Ve bir dönem kapandı.. Eski başbakanlardan Saadet Partisi lideri Prof. Dr. Necmettin Erbakan (85), dün sabah tedavi gördüğü Ankara Güven Hastanesi'nde yaşamını yitirdi. Ölüm haberinin ardından hastane partililerin akınına uğradı, siyaset 'saygı' duruşuna geçti. 28 Şubat sürecinde Başbakanlıktan ayrılmak zorunda kalan ve 28 Şubat'ın yıldönümüne 1 kala vefat eden Erbakan için asker de taziye mesajı yayınladı.
ÖLÜM NEDENİ: KALP YETMEZLİĞİ
Hastane Başhekimi Tevfik Ali Küçükbaş, Erbakan'ın 19 Ocak'ta kalp rahatsızlığı ve Tromboflebit hastalıkları sebebiyle hastaneye yattığını ancak kalp hastalığının ilerlediğini belirtti. Küçükbaş şu bilgileri verdi: 'Sabah 08.50'ye kadar şuuru yerindeydi. Aniden kalp ritminde bozulma oldu. O andan itibaren şuuru tam yerinde değildi. Herhangi bir acı, rahatsızlık hissetmediler. Tüm tedaviler saat 11.40'a kadar devam etti. Tüm yaşam fonksiyonlarını destekledik ancak maalesef bir sonuç alamadık.'' Küçükbaş Erbakan'ın ölüm nedenini kroner arter hastalığı ve kalp yetmezliği olarak açıkladı.
PARTİLİLER HASTANEYE AKIN ETTİ
Haberin ardından partililer önce hastane ardından Genel Merkez'e akın etti. Parti önündeki camiden Kur'an-ı Kerim okutuldu. Sevenleri, Hoca'nın ardından gözyaşı döktü, dualar etti. Cenaze hastanenin ardından Erbakan'ın Balgat'taki evine getirildi. Dışişleri Bakanı Ahmet Davutoğlu da taziyeye gitti.
VASİYETİ: SADE TÖREN İSTİYORUM
Erbakan'a vasiyeti gereği resmi devlet töreni düzenlenmeyecek. Dışişleri Bakanı Ahmet Davutoğlu da ailenin devlet töreni istemediği yönündeki soru üzerine, 'Kendisi nasıl uygun görmüşse sağlığında, onu herhalde en iyi ailesi bilir. Önemli olan onun mirasının, vasiyetinin yerine getirilmesi...'' dedi. SP Genel Başkan Yardımcısı Oğuzhan Asiltürk ise 'Devlet töreni yapılmaması Erbakan'ın vasiyeti miydi' şeklindeki soru üzerine, vasiyeti olduğunu ve sade bir tören istediğini belirtti.

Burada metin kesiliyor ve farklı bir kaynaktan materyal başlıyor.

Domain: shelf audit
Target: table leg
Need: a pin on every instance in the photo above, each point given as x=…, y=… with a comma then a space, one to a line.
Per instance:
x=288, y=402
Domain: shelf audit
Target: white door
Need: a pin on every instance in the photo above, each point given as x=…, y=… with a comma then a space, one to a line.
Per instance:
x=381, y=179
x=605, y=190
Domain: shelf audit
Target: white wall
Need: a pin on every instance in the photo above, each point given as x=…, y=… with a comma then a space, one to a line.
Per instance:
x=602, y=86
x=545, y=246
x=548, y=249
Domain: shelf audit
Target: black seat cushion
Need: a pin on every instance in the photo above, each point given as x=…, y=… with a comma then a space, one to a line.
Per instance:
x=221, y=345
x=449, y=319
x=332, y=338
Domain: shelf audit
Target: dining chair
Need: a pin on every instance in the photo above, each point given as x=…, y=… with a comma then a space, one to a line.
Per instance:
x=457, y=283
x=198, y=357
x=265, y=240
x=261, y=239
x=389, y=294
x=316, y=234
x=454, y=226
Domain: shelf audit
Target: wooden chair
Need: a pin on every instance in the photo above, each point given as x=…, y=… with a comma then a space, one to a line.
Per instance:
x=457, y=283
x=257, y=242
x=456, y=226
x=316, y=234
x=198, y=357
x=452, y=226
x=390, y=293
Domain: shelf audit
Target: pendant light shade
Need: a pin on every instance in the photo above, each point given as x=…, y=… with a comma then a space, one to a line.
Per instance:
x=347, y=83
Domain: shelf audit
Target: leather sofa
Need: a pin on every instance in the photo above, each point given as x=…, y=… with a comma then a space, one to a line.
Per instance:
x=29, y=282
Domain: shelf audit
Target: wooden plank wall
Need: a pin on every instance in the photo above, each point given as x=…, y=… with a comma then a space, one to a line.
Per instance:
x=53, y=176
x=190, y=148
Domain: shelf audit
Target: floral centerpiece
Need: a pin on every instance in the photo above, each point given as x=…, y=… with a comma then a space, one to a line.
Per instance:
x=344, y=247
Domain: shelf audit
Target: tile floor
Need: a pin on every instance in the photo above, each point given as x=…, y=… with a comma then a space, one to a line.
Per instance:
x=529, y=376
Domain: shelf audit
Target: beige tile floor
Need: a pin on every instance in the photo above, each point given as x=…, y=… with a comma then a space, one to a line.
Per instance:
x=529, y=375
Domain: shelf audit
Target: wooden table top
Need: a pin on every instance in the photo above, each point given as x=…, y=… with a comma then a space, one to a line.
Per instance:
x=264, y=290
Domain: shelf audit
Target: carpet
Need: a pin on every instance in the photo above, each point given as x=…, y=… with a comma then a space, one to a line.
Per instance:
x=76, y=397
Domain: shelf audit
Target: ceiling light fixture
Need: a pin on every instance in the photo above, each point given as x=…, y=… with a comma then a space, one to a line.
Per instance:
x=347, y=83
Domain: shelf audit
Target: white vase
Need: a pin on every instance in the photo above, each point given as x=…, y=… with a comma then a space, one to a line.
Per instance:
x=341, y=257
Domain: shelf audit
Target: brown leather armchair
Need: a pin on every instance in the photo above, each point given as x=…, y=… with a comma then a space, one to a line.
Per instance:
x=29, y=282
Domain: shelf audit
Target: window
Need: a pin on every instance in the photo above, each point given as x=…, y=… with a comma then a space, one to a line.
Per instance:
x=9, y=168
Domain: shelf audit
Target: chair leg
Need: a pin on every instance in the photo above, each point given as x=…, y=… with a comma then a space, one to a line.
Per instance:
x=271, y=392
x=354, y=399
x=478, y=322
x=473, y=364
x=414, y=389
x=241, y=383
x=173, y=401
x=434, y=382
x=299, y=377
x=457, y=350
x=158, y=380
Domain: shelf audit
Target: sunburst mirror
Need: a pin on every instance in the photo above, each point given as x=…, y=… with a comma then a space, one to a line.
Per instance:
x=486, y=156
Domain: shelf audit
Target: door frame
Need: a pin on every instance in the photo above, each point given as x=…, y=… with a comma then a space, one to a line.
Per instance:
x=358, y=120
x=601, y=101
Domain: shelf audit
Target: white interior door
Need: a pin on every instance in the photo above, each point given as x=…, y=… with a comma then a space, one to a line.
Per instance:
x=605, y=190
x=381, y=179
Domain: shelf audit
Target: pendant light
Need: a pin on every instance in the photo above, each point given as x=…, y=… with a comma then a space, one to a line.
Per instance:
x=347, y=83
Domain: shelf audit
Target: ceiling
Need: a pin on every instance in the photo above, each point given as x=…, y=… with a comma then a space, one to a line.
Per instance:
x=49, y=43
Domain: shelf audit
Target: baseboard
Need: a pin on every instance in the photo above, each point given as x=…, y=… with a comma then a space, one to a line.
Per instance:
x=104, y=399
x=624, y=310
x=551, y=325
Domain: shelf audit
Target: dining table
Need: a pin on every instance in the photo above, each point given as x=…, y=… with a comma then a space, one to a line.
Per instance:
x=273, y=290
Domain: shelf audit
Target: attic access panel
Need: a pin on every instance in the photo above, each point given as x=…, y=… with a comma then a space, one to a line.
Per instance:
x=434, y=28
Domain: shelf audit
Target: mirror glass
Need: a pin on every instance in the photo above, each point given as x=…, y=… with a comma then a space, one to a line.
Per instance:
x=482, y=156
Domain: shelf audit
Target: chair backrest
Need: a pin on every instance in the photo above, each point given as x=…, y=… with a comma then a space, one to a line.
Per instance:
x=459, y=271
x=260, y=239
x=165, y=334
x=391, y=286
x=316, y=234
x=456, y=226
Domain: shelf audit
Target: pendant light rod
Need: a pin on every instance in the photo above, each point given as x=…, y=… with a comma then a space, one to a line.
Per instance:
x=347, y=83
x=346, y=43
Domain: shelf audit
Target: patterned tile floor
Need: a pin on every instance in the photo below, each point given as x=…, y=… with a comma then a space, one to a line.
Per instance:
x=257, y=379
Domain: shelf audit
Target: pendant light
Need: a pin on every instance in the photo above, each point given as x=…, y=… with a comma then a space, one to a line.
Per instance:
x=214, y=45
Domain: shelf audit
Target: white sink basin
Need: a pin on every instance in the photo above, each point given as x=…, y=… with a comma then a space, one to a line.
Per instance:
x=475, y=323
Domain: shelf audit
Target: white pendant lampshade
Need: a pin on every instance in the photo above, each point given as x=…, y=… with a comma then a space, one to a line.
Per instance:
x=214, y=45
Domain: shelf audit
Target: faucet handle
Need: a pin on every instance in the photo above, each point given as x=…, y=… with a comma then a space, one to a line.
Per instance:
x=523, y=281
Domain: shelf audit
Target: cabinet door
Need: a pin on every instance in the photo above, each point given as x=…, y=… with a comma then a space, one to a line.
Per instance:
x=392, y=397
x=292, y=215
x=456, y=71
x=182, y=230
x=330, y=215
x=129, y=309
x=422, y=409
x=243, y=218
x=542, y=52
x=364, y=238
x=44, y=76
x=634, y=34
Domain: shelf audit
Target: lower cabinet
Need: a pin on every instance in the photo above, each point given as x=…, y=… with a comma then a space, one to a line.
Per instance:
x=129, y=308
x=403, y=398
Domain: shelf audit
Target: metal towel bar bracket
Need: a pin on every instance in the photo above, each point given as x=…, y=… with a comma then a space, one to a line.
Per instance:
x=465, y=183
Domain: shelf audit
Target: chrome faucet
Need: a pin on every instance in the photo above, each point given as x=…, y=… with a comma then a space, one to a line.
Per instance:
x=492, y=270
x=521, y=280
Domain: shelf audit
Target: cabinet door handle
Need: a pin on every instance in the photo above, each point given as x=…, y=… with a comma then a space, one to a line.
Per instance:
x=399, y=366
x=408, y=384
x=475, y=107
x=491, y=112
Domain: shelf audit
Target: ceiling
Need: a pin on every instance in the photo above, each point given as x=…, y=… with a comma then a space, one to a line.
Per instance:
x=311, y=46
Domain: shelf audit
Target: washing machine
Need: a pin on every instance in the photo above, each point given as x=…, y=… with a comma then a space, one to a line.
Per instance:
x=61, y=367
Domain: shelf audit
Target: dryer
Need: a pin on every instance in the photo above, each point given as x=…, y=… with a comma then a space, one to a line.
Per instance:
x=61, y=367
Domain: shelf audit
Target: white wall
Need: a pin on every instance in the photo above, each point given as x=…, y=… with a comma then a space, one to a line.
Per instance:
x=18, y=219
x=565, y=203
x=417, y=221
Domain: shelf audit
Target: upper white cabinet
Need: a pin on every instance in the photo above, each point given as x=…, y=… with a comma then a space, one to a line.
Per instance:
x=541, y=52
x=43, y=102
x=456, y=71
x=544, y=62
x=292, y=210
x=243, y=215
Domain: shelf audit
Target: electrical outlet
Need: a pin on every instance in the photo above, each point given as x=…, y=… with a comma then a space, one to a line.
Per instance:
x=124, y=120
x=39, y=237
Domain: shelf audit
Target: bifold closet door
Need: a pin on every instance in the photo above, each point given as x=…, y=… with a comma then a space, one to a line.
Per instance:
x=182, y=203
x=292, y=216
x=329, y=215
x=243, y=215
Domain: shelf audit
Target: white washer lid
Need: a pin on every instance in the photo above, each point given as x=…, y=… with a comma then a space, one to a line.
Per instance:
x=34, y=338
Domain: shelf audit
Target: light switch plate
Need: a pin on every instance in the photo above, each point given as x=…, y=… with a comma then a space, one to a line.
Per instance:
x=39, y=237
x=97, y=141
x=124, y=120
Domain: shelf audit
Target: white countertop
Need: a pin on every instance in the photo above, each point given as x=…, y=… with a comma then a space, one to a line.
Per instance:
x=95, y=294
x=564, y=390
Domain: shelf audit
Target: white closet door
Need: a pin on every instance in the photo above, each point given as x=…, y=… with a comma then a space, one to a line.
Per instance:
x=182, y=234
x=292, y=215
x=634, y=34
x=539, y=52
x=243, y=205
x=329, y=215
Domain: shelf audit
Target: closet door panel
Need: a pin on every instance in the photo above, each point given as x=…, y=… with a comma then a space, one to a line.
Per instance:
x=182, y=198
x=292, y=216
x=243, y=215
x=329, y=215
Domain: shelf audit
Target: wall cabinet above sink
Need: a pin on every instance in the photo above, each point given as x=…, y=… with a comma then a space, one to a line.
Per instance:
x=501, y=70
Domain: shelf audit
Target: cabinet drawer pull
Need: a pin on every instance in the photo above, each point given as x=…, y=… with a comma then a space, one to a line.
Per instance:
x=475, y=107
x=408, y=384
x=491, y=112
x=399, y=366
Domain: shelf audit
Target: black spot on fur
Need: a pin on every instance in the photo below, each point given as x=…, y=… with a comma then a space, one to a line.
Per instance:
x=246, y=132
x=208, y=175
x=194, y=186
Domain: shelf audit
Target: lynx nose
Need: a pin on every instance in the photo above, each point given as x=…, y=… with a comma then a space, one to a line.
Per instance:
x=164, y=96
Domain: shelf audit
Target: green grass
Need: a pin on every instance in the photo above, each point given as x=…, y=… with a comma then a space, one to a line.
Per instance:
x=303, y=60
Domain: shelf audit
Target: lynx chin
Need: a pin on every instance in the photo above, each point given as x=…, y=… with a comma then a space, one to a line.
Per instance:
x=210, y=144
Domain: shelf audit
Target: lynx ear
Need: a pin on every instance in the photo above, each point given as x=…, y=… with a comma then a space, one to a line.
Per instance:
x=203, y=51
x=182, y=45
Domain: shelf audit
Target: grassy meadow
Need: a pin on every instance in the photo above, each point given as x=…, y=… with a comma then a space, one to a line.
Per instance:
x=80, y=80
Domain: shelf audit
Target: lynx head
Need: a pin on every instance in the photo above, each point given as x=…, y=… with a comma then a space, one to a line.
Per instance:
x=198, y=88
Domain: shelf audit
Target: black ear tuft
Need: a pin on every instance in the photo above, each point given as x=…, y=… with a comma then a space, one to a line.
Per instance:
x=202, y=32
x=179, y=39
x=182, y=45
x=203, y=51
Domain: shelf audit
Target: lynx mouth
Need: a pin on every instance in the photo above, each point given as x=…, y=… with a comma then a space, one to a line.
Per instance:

SON MESAJI: MİLLET İÇİN ÇALIŞIN
Oğuzhan Asiltürk, gazetecilerin, 'Son mesajı neydi?' sorusu üzerine de şunları söyledi: 'Son mesajı, 'çalışın, milleti sizin çalışmanız kurtarır' diyordu. Bir gün evvelki sözü de böyle,
'Siz çalışırsanız bu millet kurtulur' diyerek hep gayret etti.'
EŞİNİN YANINA DEFNEDİLİYOR
Erbakan'ın cenazesi, bugün uçakla İstanbul'a getirilecek. Yarın İstanbul Fatih Camii'nde öğle namazını müteakiben kılınacak cenaze namazının ardından İstanbul Merkez Efendi'deki aile kabristanlığına defnedilecek. Erbakan, 6 yıl önce vefat eden eşi Nermin Erbakan'ın ve ağabeyi Nizamettin Erbakan'ın yanında toprağa verilecek.
Yasaklarla geçen 42 yıl
Hoca'nın Cumhuriyet'in üçüncü yıldönümünde başlayan 85 yıllık hayatı, Türk siyaset tarihinin panoraması gibiydi. Birinciliklerle dolu eğitim, başarılarla dolu mühendislik ve akademisyenlik yaşamının ardından siyasete atıldı. 42 yıllık bu süreç, yasaklarla bölünse de her seferinde sıfırdan başladı. İşte 'Mücahit' Erbakan...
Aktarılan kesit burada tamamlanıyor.